Covenants Via Signatures
Covenants are in Bitcoin already, almost?
[EDIT: An earlier version claimed we do covenants already. Oops! Thanks Ruben Somsen and Jimmy Song.]
In Bitcoin, covenants refers to restricting how an output is spent: this is from the legal term where conditions on property persist beyond sale. This is usually defined to exclude the “obvious” common requirement that the spending transaction be signed by a given key.
But to step back, there are logically three things OP_CHECKSIG (and friends) do:
- Assemble parts of the spending transaction (which parts depends on the SIGHASH flags).
- Hash that.
- Validates the hash has been signed by the given key.
For covenants, you really just want the first part: the ability to introspect so you can check whatever feature of the transaction you care about (this is the basis for OP_TX, which takes a bitmap telling it what about the spending transaction to push onto the stack so you can test it). But if you only care about equality, you can get away with something that does the first two things (this insight was the basis for Russell O’Connor’s OP_TXHASH, like OP_TX but always hashes before putting on the stack), and just check the hash is what you expected.
But, Burak points out that if you only care about equality, and are happy to specify all the fields that are covered by signatures (with the various SIGHASH variants), you can simply put a pubkey with pre-made signature and an OP_CHECKSIG into the output script! That constrains the transaction’s fields to hash to whatever that OP_CHECKSIG expects.

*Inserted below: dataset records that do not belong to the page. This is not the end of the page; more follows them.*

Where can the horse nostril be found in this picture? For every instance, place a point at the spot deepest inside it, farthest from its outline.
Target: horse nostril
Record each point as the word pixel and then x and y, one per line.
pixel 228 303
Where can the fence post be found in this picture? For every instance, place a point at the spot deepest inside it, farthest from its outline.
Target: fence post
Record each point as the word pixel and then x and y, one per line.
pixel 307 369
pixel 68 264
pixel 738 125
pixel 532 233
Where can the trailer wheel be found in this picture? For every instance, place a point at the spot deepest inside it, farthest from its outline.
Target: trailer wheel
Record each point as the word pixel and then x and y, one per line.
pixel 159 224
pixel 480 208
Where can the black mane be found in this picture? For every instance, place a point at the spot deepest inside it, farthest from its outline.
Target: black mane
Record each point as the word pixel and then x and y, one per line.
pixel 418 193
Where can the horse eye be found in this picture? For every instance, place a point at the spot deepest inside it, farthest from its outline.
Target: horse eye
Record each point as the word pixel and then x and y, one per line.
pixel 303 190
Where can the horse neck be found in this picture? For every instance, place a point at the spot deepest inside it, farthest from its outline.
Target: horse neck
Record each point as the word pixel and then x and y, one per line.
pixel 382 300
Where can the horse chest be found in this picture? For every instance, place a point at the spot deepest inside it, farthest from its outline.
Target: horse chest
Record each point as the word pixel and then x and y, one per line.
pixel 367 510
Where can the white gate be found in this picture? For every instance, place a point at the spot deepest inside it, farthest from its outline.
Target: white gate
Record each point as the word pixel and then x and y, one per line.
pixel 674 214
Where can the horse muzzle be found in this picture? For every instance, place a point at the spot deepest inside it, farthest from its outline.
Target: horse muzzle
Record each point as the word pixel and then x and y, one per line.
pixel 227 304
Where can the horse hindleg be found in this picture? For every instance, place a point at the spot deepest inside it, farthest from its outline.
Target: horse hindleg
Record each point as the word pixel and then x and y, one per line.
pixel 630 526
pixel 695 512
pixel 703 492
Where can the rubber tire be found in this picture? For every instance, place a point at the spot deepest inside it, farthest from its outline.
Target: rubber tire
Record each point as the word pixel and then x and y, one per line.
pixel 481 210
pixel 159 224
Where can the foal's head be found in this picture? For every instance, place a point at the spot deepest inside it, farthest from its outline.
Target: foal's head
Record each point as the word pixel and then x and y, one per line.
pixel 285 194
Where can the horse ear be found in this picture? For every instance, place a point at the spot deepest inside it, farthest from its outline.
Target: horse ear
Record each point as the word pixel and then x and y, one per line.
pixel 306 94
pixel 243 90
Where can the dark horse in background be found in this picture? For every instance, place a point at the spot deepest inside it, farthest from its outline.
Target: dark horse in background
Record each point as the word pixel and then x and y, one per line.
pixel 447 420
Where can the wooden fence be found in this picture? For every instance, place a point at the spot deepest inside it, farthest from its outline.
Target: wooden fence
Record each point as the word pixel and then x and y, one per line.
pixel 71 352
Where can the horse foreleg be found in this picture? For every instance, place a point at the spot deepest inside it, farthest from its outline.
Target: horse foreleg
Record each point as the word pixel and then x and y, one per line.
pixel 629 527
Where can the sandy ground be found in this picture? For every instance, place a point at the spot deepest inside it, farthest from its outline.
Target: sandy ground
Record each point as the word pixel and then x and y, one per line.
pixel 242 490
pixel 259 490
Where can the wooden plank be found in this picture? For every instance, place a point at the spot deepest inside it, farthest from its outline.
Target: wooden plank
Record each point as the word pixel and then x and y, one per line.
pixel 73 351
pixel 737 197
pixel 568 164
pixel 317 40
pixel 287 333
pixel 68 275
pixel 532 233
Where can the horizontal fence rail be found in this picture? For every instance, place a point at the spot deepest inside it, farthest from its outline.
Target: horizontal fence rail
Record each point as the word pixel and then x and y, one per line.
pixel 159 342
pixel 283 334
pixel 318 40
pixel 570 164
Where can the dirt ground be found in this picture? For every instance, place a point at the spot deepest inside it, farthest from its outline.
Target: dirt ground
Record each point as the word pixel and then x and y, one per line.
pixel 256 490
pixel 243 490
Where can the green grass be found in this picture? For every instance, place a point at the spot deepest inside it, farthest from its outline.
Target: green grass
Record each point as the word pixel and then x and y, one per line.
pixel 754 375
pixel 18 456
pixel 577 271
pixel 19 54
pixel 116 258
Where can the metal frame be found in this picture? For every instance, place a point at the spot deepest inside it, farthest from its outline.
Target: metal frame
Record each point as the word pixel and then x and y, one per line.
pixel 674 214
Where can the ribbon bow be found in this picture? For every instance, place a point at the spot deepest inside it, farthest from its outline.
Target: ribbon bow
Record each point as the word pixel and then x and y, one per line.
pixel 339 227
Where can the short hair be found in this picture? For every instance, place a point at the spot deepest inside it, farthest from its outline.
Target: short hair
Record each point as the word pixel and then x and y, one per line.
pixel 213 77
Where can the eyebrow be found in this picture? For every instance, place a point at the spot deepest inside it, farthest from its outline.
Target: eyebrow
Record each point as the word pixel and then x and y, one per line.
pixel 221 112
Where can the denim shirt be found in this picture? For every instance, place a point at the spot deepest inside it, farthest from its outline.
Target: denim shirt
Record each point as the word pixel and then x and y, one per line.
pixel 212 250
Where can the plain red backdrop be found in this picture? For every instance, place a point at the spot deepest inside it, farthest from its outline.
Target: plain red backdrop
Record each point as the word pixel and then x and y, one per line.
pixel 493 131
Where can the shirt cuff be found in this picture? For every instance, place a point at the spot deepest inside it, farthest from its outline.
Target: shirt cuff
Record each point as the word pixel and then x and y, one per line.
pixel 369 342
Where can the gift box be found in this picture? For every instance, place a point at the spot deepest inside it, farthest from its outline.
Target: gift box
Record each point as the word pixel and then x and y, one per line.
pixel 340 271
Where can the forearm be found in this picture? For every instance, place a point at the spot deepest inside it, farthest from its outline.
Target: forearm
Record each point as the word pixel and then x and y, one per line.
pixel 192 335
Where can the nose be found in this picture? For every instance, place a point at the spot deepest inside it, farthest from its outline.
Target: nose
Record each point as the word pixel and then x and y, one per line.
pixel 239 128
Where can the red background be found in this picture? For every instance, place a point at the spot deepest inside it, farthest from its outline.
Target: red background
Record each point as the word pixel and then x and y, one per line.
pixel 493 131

This, of course, is overkill: you don’t actually care about the signature operation, you’re just using it test hashes to create covenants. But unfortunately (as pointed out when I posted on Twitter, all excited!), it doesn’t quite work yet, because your signature has to commit to the script which contains the signature: a circular dependency.
But BIP-118 (a.k.a. ANYPREVOUT) proposes new SIGHASH flags which allow you not to commit to the input script, so this covenant-via-signature is possible, and Rearden Code has a tweak which makes this more powerful. I also suspect that you can probably use a simple 0x1
as the pubkey in some cases, since BIP-118 defines that to mean the taproot internal key, saving 32 bytes.